Riordan Daniel P, Varma Sushama, West Robert B, Brown Patrick O
Department of Biochemistry, Stanford University School of Medicine, Stanford, California, United States of America; Howard Hughes Medical Institute, Stanford University School of Medicine, Stanford, California, United States of America.
Department of Pathology, Stanford University School of Medicine, Stanford, California, United States of America.
PLoS One. 2015 Jul 15;10(7):e0128975. doi: 10.1371/journal.pone.0128975. eCollection 2015.

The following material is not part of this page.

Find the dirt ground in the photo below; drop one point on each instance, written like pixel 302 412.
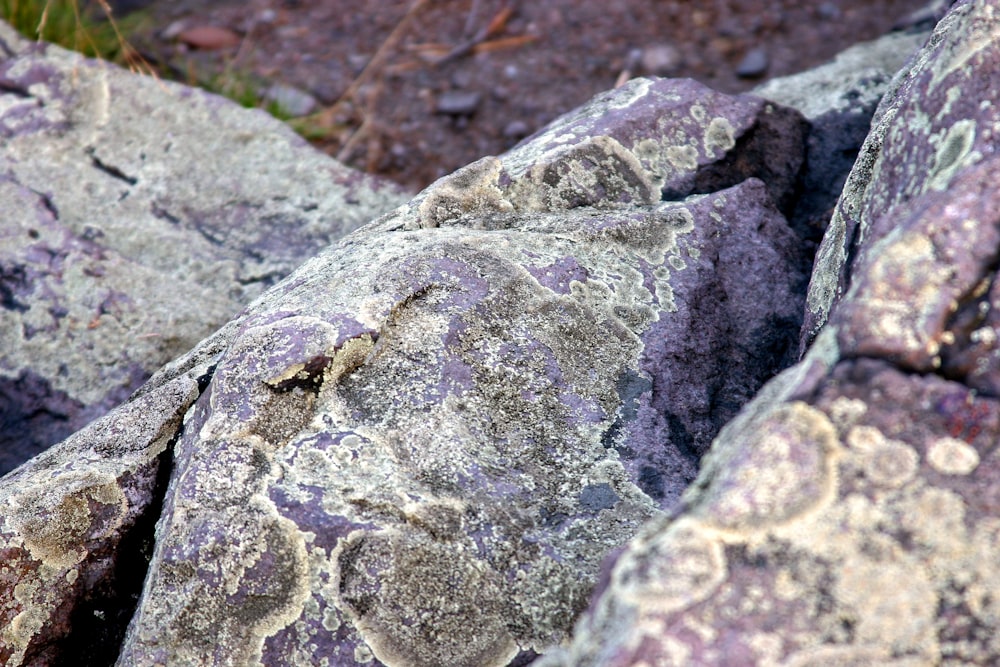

Characterization of the molecular attributes and spatial arrangements of cells and features within complex human tissues provides a critical basis for understanding processes involved in development and disease. Moreover, the ability to automate steps in the analysis and interpretation of histological images that currently require manual inspection by pathologists could revolutionize medical diagnostics. Toward this end, we developed a new imaging approach called multidimensional microscopic molecular profiling (MMMP) that can measure several independent molecular properties in situ at subcellular resolution for the same tissue specimen. MMMP involves repeated cycles of antibody or histochemical staining, imaging, and signal removal, which ultimately can generate information analogous to a multidimensional flow cytometry analysis on intact tissue sections. We performed a MMMP analysis on a tissue microarray containing a diverse set of 102 human tissues using a panel of 15 informative antibody and 5 histochemical stains plus DAPI. Large-scale unsupervised analysis of MMMP data, and visualization of the resulting classifications, identified molecular profiles that were associated with functional tissue features. We then directly annotated H&E images from this MMMP series such that canonical histological features of interest (e.g. blood vessels, epithelium, red blood cells) were individually labeled. By integrating image annotation data, we identified molecular signatures that were associated with specific histological annotations and we developed statistical models for automatically classifying these features. The classification accuracy for automated histology labeling was objectively evaluated using a cross-validation strategy, and significant accuracy (with a median per-pixel rate of 77% per feature from 15 annotated samples) for de novo feature prediction was obtained. These results suggest that high-dimensional profiling may advance the development of computer-based systems for automatically parsing relevant histological and cellular features from molecular imaging data of arbitrary human tissue samples, and can provide a framework and resource to spur the optimization of these technologies.
对复杂人体组织内细胞的分子特性和空间排列以及特征进行表征,是理解发育和疾病相关过程的关键基础。此外,目前需要病理学家进行人工检查的组织学图像分析和解释步骤若能实现自动化,可能会彻底改变医学诊断。为此,我们开发了一种名为多维显微分子分析(MMMP)的新成像方法,该方法可以在亚细胞分辨率下原位测量同一组织标本的几种独立分子特性。MMMP包括抗体或组织化学染色、成像和信号去除的重复循环,最终可以生成类似于对完整组织切片进行多维流式细胞术分析的信息。我们使用一组15种信息丰富的抗体、5种组织化学染色剂加DAPI,对包含102种不同人类组织的组织微阵列进行了MMMP分析。对MMMP数据进行大规模无监督分析,并对所得分类进行可视化,确定了与功能性组织特征相关的分子谱。然后,我们直接对该MMMP系列的苏木精-伊红(H&E)图像进行注释,以便分别标记感兴趣的典型组织学特征(如血管、上皮、红细胞)。通过整合图像注释数据,我们确定了与特定组织学注释相关的分子特征,并开发了用于自动分类这些特征的统计模型。使用交叉验证策略客观评估了自动组织学标记的分类准确性,并获得了较高的准确性(来自15个注释样本的每个特征的中位数像素率为77%)用于从头特征预测。这些结果表明,高维分析可能会推动基于计算机的系统的发展,该系统能够从任意人类组织样本的分子成像数据中自动解析相关的组织学和细胞特征,并可以提供一个框架和资源来促进这些技术的优化。